The "original tongs" represent a certain aspect of this higher form of refinement. G‑d did not create this pair of tongs for the "banquet" that represents the initial stage of man's development of his world - as pointed out above, humanity could have managed to work iron also without this Divine headstart. Rather, they were created in order to establish a certain truth in creation, one that serves as a prototype and "foretaste" for a refinement within the realm of good itself.

The mitzvah lies at the heart of our refinement and perfection of the world. A person uses his prowess and expertise to earn money, and then appropriates a part of it to charity; a person eats, and then uses the physical energy derived from the food for prayer and study; animal hide becomes tefillin, wool becomes tzitzit, flour and water become matzoh for Passover. Through these acts, we direct our talents and resources to serve G‑d's will, thereby implementing His blueprint for creation.
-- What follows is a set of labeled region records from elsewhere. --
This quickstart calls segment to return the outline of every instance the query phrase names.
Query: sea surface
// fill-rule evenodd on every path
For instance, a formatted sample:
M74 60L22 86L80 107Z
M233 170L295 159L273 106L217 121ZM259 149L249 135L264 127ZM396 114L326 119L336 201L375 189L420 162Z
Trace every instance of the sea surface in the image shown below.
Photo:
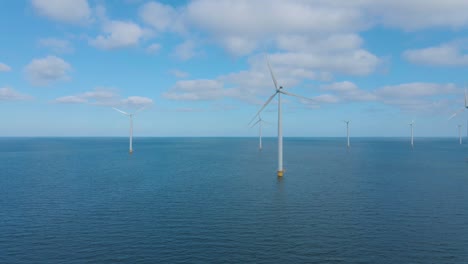
M0 138L0 263L468 263L457 139Z

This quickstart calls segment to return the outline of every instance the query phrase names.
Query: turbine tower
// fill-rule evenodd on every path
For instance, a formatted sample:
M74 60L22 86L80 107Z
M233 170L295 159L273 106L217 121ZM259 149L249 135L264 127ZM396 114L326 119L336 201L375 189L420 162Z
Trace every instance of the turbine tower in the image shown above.
M413 133L413 125L414 125L414 120L411 121L408 125L411 126L411 147L414 148L414 133Z
M262 117L259 115L258 116L258 121L255 122L251 127L254 127L255 125L258 124L258 135L259 135L259 143L258 143L258 149L262 151L262 125L263 124L268 124L266 121L262 119Z
M267 64L268 64L268 69L270 70L271 78L273 79L273 83L275 85L275 93L268 98L268 100L263 104L262 108L255 114L255 116L252 118L252 120L249 122L252 123L255 120L255 117L257 117L263 109L275 98L276 95L278 95L278 171L277 175L278 177L282 177L284 175L284 169L283 169L283 126L282 126L282 112L281 112L281 94L284 95L289 95L289 96L294 96L298 98L303 98L307 100L311 100L309 98L292 94L290 92L286 92L283 89L283 86L278 86L278 82L276 81L275 75L273 74L273 70L271 69L270 61L268 60L267 57Z
M349 145L349 120L344 120L343 122L346 123L346 138L347 138L347 141L348 141L346 146L349 148L350 147L350 145Z
M120 112L121 114L124 114L124 115L126 115L126 116L128 116L128 117L130 118L130 148L129 148L129 153L132 154L132 153L133 153L133 116L134 116L136 113L138 113L138 112L140 112L141 110L143 110L144 107L143 107L143 108L140 108L140 109L137 110L135 113L127 113L127 112L124 112L124 111L122 111L122 110L119 110L119 109L117 109L117 108L115 108L115 107L112 107L112 108L113 108L115 111Z
M461 112L468 110L468 94L466 92L465 88L465 106L461 109L459 109L457 112L455 112L452 116L450 116L449 120L460 114ZM468 120L466 120L466 136L468 137Z
M462 125L458 125L458 138L460 140L460 145L463 144L463 140L461 136L461 128L462 128Z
Obviously, not everything we possess or come in contact with is actually made into a instrument of a mitzvah. But if only 10% of a person's earnings are contributed to charity, the other 90% enables him to sustain his life and his business so that he may continue to give his annual 10%. The same applies to all mitzvos: while only a relatively small percentage of our energies and resources is directly involved in doing a mitzvah, a much greater part of our lives can be utilized to serve as "accessories" to the Divine commandments we fulfill. Indeed, a person can transform his entire existence into a vehicle for implementing the Divine will: his every act and endeavor is either a mitzvah, or an "accessory" that enables or enhances the performance of a mitzvah, or "the accessory to the accessory of a mitzvah," and so on.

According to this, different components of our lives may be viewed in terms of varying degrees of refinement and specialty. For example, the energies one devotes to help another are seen as "better" spent than those exhausted on earning a living. The first is directly involved in one's "partnership with G‑d in creation" while the second plays only a secondary (or third-level or fourth-level) role.

But this grading of areas in our lives by degrees of importance and “holiness” is significant only when the driving force behind one's dedication to G‑d's will is the desire to feel a sense of “involvement” and “partnership” with the Almighty. When such is the case, those activities that more directly involve the realization of the Divine purpose are deemed more lofty and spiritual than the "secondary" aspects of life, and are the source of greater satisfaction and fulfillment.

However, there is a higher, more selfless approach to life. When a person seeks only the fulfillment of G‑d's will, without any thought to his own "achievement" or "involvement," all this is irrelevant. The most spiritual of his attainments and the most mundane detail of his life are equal in his eyes, as they are both vital to the development of creation in accordance with the Divine desire.

This is an example of a further refinement within the realm of good itself. After you have eliminated the negative from your life, after you have directed your every act and resource to your partnership with G‑d, a further challenge awaits you. Your life, while wholly dedicated to the Divine will, now includes elements of "greater good" and "lesser good," measured in terms of the immediacy of their involvement in the fulfillment of a mitzvah. Now, your challenge is to further refine these lower tiers of your life. By shifting the focus of your life from your own sense of closeness to G‑d to the simple desire to fulfill His will, all elements of your existence, including those farthest removed from any direct participation in an overt command of G‑d's, become equally imbued with sanctity and significance.

A pair of tongs, by definition, serve no purpose of its own. Its function is to create other tools that, in turn, will serve some useful function. The "original tongs," formed for the purpose of forging other tongs, is even further removed from any direct utility. The fact that G‑d Himself troubled to create them in the hairsbreadth of time that opens the day (and era) associated with harmonious creation and development, means that also the accessories and secondary instruments in our lives can be elevated to a level of primary connection to the essence and purpose of all existence.